Ma Fabrizia Giuliani - moglie di Claudio Mancini, si notò pure all’epoca, depennato dalle liste per la vicenda delle spese pazze in regione Lazio - si presentò e fu presentata come la candidata di Snoq. E un conto è brindare per la presenza femminile in parlamento che passa dal 20 al 32 per cento, altro è avere proprie candidate. In più Giuliani fu candidata in Lombardia, dove il movimento delle donne aveva magari in mente altre candidature. In città la candidatura blindata non fu presa benissimo, e si ricorda un post molto critico di Marina Terragni. Lì cominciò a delinearsi la rottura tra l’ala sinistra del movimento - dove oggi troviamo anche la vicepresidente del Senato Valeria Fedeli, anche lei eletta nel 2013 ma con una storia di sindacalismo alle spalle - e quella che potremmo definire più di destra, di Cristina Comencini e Francesca Izzo, che viene - per carità - da una vita nell’orbita del Pci prima e dei Ds poi.

Se non ora quando, è stato da sempre un movimento composto da più anime, come chiarisce subito l’account twitter che fu ufficiale e che oggi, così come la seguita pagina facebook, cerca di continuare il lavoro di rete del femminismo. Ma è interessante capire le distanze.Cosa rimane di un’onda che portò alla nascita di 140 comitati in tutta Italia, alcuni nati dall’aggregazione di realtà già esistenti, altri cresciuti dove prima non c’era nulla? Di quei 140 comitati attivi ne restano molti meno. Una trentina, forse. A Bergamo, a Lodi, a Barletta, a Pulsano in provincia di Taranto, per dirne alcuni. E ognuno ha la sua linea e le sue attività.

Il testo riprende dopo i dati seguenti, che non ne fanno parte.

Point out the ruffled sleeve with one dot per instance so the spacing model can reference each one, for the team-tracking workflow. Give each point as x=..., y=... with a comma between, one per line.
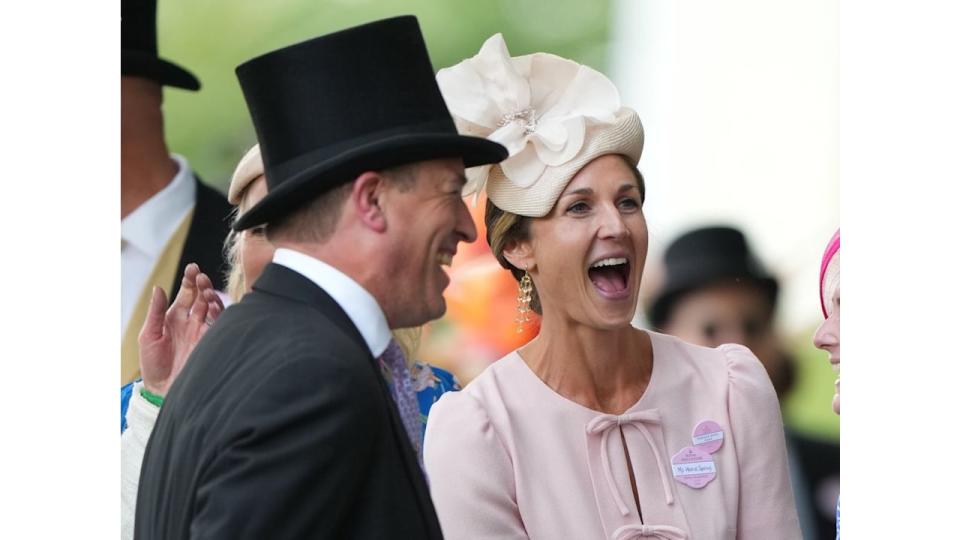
x=470, y=473
x=766, y=506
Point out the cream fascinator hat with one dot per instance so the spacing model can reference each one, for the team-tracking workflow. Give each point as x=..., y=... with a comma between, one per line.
x=248, y=170
x=552, y=114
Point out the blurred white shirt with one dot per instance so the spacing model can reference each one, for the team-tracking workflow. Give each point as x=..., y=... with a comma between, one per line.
x=145, y=232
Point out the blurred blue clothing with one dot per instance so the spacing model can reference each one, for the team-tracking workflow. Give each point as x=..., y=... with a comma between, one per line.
x=429, y=382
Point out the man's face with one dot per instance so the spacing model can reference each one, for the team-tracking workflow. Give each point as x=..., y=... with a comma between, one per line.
x=426, y=219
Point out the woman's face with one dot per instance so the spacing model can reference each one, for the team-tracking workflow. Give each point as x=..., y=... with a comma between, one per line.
x=828, y=339
x=255, y=251
x=586, y=257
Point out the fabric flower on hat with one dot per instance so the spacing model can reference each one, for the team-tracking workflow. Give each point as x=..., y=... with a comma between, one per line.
x=538, y=106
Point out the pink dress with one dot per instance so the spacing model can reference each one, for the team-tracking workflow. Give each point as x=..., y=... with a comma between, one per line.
x=510, y=458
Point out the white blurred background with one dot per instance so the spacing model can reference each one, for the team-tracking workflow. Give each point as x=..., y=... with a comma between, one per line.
x=739, y=102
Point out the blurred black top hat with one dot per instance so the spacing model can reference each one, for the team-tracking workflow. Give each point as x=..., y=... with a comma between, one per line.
x=360, y=99
x=704, y=257
x=138, y=43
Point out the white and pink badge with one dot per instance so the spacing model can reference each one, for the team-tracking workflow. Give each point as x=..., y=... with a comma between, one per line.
x=694, y=466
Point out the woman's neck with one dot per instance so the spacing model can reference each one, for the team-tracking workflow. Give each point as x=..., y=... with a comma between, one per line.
x=605, y=370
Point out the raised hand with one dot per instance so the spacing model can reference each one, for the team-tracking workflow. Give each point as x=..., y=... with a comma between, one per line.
x=168, y=336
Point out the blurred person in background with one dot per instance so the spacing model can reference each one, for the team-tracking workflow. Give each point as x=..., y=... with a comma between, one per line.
x=717, y=291
x=827, y=336
x=169, y=335
x=168, y=217
x=594, y=429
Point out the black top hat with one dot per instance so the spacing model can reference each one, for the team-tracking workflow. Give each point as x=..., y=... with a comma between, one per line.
x=362, y=99
x=703, y=257
x=138, y=47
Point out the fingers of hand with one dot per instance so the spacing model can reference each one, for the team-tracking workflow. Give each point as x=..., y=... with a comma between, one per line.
x=214, y=306
x=188, y=287
x=152, y=328
x=198, y=311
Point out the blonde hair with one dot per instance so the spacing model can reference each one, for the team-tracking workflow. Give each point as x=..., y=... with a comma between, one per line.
x=502, y=228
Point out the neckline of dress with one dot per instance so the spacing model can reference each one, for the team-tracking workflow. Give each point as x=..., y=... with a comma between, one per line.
x=654, y=338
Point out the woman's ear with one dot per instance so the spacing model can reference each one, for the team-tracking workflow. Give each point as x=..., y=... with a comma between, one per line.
x=519, y=253
x=366, y=197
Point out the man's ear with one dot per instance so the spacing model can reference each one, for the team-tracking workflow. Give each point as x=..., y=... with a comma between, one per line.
x=367, y=198
x=519, y=253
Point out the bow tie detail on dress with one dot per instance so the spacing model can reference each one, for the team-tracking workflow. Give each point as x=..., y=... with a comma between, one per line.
x=605, y=424
x=403, y=394
x=663, y=532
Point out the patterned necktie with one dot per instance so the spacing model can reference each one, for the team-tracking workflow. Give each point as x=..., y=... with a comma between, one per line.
x=403, y=394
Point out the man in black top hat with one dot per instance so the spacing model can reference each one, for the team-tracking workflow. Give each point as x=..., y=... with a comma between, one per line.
x=716, y=291
x=282, y=424
x=168, y=217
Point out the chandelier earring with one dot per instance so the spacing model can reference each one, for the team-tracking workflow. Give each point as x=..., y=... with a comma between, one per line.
x=524, y=295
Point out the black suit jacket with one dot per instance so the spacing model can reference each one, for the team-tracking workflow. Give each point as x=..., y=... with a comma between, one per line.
x=204, y=244
x=281, y=426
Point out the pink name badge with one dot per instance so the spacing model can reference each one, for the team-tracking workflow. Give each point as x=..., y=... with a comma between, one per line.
x=693, y=467
x=708, y=436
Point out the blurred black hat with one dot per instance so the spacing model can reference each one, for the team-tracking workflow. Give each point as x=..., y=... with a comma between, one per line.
x=703, y=257
x=330, y=108
x=138, y=46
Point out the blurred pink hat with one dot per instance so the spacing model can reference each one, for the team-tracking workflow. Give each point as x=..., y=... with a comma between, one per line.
x=830, y=272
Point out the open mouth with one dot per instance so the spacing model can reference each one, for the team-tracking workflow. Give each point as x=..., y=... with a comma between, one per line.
x=610, y=275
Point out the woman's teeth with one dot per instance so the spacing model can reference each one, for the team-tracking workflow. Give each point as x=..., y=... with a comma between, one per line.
x=612, y=261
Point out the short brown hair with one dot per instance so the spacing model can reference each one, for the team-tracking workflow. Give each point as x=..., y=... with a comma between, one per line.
x=505, y=227
x=316, y=220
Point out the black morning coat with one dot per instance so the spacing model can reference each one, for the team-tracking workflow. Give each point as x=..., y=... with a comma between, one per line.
x=281, y=427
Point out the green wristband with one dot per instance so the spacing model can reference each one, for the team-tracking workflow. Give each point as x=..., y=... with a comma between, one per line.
x=151, y=397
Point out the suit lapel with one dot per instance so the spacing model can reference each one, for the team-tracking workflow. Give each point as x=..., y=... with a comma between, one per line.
x=282, y=281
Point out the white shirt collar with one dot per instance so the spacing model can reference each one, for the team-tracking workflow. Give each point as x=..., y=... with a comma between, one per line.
x=150, y=226
x=359, y=305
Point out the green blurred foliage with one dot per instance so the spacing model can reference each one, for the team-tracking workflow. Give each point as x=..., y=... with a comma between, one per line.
x=808, y=407
x=211, y=37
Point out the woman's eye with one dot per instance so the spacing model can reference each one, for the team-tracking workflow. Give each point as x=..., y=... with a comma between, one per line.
x=578, y=207
x=629, y=204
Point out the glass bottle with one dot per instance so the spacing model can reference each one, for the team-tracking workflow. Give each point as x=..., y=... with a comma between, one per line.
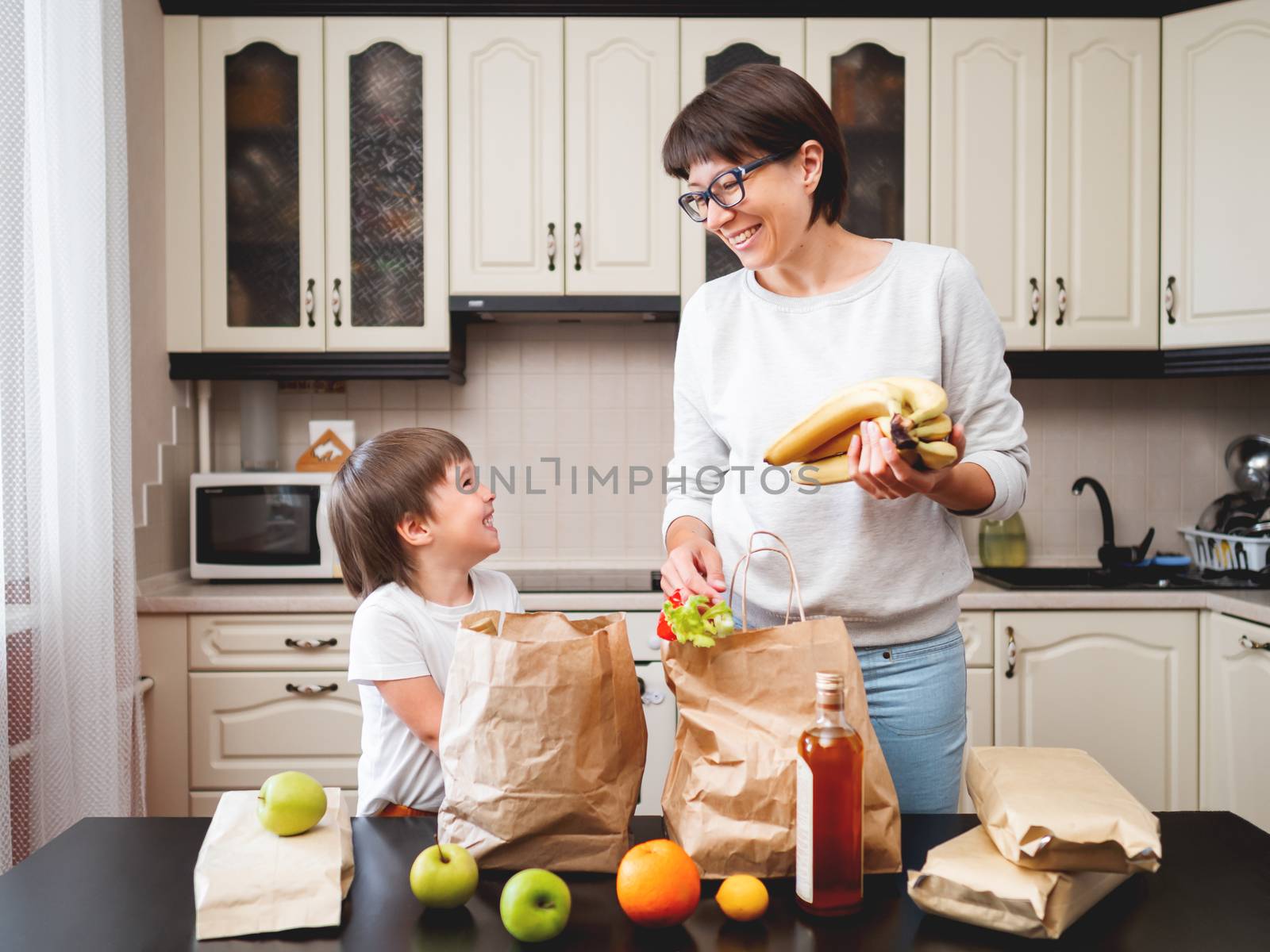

Il comitato di Bolzano, ad esempio, lavora molto sull’immagine della donna, non concentrandosi sulle sole pubblicità, ma lavorando anche sulle fiabe per bambini. Il lavoro certo non manca: «Abbiamo dovuto aspettare il 2013, con Frozen», mi fanno notare, «per avere il primo film Disney che racconta alle bambine che non serve un principe per salvarsi». Sia il comitato di Bolzano che il comitato di Torino hanno espresso forte contrarietà all’appello contro la gestazione per altri. Hanno lanciato un contro appello, firmato anche da Varese, Venezia, e altri comitati. «La gravidanza per altri», scrivono da Torino, «è un tema delicato, che ha che fare con scelte individuali e complesse, per questo pensiamo vada affrontato con un dibattito ampio e articolato, non con un sì o un no ad una petizione lanciata, tra l’altro, senza un confronto di tutto il movimento Snoq?».

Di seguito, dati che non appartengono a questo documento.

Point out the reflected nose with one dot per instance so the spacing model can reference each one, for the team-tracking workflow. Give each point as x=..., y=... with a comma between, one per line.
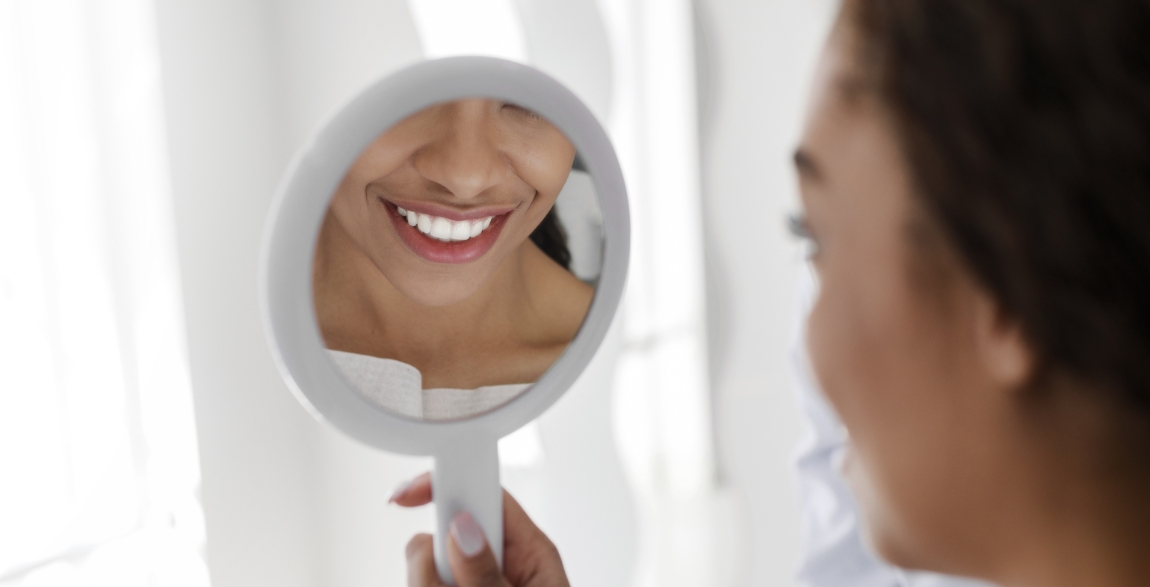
x=462, y=159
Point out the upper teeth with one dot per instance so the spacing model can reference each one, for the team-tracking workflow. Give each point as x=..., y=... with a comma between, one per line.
x=443, y=229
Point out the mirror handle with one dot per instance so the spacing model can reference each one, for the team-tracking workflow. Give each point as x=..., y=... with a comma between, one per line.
x=466, y=478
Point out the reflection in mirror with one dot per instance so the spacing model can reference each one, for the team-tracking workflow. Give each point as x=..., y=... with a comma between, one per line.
x=458, y=259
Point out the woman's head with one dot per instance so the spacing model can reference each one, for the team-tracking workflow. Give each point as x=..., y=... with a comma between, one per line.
x=976, y=177
x=438, y=201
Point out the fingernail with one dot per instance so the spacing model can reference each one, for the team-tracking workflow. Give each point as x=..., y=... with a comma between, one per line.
x=399, y=492
x=467, y=533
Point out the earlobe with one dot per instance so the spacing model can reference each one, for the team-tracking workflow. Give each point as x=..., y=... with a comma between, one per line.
x=1004, y=350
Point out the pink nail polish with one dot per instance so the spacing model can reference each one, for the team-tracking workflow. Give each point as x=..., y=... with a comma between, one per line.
x=468, y=534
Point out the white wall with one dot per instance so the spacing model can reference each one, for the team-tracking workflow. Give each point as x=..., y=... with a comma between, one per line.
x=289, y=502
x=756, y=60
x=227, y=151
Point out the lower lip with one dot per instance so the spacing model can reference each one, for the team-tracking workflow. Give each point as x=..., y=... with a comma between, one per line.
x=446, y=252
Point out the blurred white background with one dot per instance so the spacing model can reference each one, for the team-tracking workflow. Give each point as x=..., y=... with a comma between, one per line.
x=140, y=144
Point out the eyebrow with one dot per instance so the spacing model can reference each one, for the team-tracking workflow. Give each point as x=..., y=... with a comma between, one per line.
x=805, y=165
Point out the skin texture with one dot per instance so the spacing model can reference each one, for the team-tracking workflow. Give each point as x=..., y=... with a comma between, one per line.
x=503, y=318
x=967, y=455
x=957, y=467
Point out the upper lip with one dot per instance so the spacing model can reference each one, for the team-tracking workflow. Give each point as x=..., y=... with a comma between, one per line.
x=435, y=210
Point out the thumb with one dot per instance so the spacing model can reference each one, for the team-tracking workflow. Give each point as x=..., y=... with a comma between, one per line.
x=470, y=557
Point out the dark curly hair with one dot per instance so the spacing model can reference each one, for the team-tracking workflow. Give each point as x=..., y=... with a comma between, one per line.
x=552, y=239
x=1027, y=128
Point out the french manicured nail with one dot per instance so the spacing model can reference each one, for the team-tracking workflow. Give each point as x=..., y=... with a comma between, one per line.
x=401, y=490
x=467, y=533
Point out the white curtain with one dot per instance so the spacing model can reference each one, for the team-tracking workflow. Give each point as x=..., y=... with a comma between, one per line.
x=98, y=460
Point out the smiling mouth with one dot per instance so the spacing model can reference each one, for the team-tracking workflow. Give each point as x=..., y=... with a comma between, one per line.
x=445, y=229
x=443, y=239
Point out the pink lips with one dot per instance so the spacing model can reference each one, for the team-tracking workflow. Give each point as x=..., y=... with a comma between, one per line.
x=438, y=251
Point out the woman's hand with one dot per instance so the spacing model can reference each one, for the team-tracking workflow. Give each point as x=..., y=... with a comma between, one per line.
x=529, y=557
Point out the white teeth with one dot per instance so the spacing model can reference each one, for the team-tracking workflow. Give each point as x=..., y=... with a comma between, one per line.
x=460, y=230
x=444, y=229
x=441, y=228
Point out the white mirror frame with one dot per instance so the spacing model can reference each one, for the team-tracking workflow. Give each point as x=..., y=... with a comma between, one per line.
x=466, y=473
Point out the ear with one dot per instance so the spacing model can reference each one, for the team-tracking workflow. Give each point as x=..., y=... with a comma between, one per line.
x=1005, y=355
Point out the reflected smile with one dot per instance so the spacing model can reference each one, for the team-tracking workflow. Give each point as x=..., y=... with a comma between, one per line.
x=435, y=236
x=445, y=229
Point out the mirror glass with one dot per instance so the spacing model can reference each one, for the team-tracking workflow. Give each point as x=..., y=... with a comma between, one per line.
x=457, y=259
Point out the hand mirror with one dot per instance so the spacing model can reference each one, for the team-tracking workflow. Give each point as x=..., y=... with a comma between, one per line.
x=441, y=262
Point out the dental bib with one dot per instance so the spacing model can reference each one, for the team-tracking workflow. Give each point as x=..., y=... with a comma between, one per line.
x=398, y=387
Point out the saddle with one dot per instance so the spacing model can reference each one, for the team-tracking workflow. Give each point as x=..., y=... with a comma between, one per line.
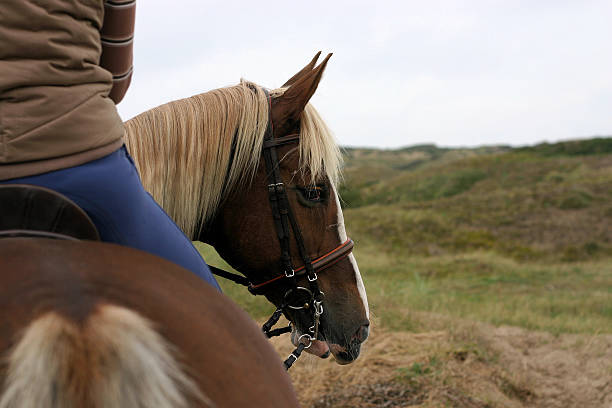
x=32, y=211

Il comitato di Torino, che è uno dei più attivi, organizzerà poi per febbraio un’iniziativa sulla conciliazione tra lavoro e famiglia, che va ripensata alla luce del precariato e del telelavoro che è ormai realtà per tanti giovani, donne e uomini. Quella - si scrivono i comitati nelle mailinglist in queste ore - potrebbe esser l’occasione per rivedersi tutti quanti.

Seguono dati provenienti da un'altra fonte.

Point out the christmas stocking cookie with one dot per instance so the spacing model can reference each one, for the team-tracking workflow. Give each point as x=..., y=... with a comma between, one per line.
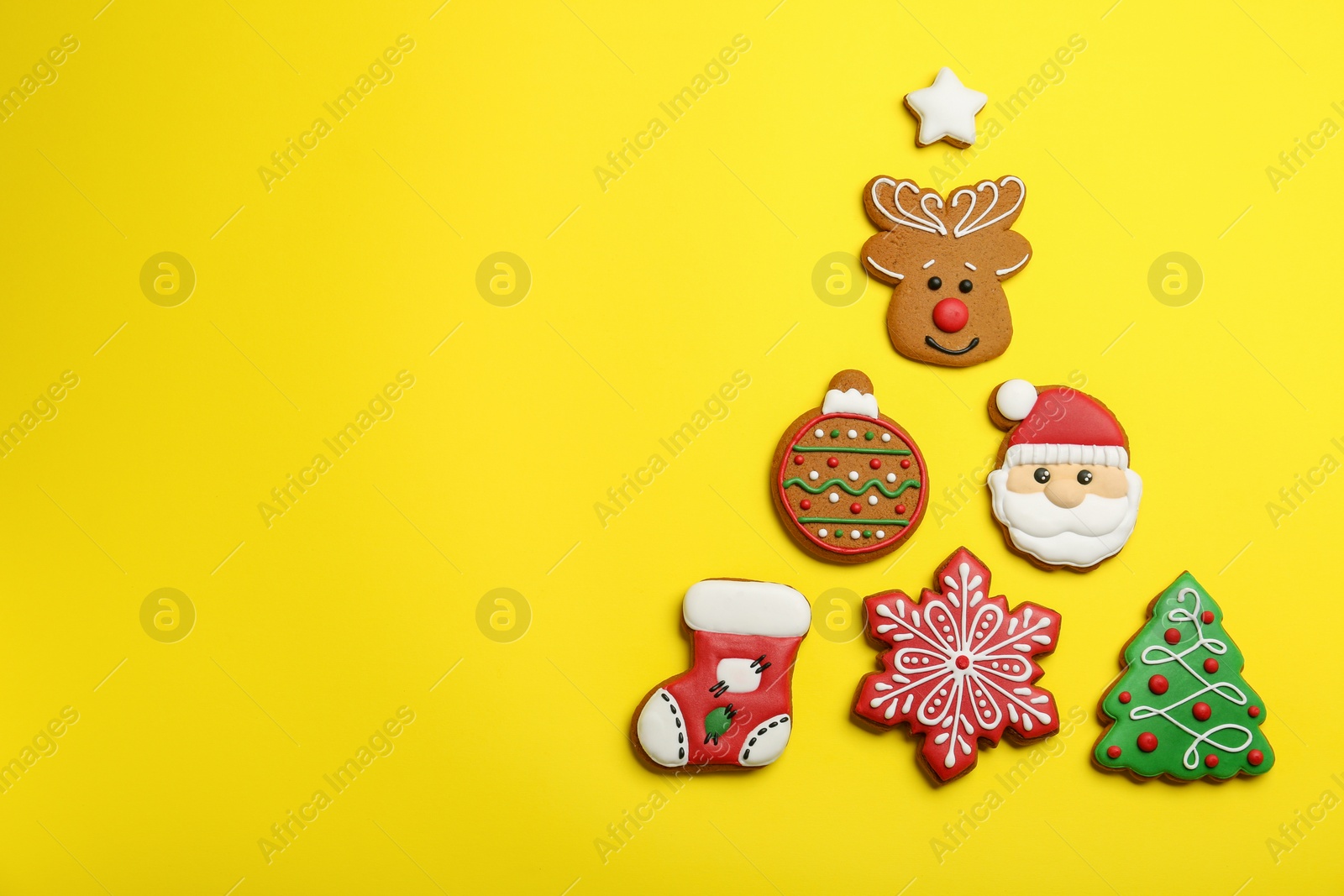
x=960, y=668
x=734, y=705
x=1182, y=708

Non basta però dunque la sommaria distinzione tra le due anime nate dal fu coordinamento nazionale. Ogni comitato locale ha il suo dibattito, alcuni utilizzano il fortunato brand, altri sono ancora attivi ma hanno cambiato nome, per continuare a lavorare senza venir trascinati nella contesa o in azioni magari poco condivise delle due sigle nazionali. A Reggio Calabria, a Firenze, a Siena, i gruppi hanno trovato altri nomi. In altri casi le stesse donne (e gli stessi uomini) che avevano partecipato a Snoq hanno cercato altre forme e dato vita a progetti nuovi. Tra questi, ad esempio, c’è il blog Femministerie, che considera esaurita l’avventura di Snoq, entrata in crisi, soprattutto, sul tema delle trasversalità, che per Izzo, Sapegno e Cristina Comencini deve esser più larga possibile, politicamente. Anche Femministerie, sul tema della gestazione per altri, aveva fatto circolare, ai primi di novembre, una serie di domande di segno completamente opposto a quelle di Snoq - Factory.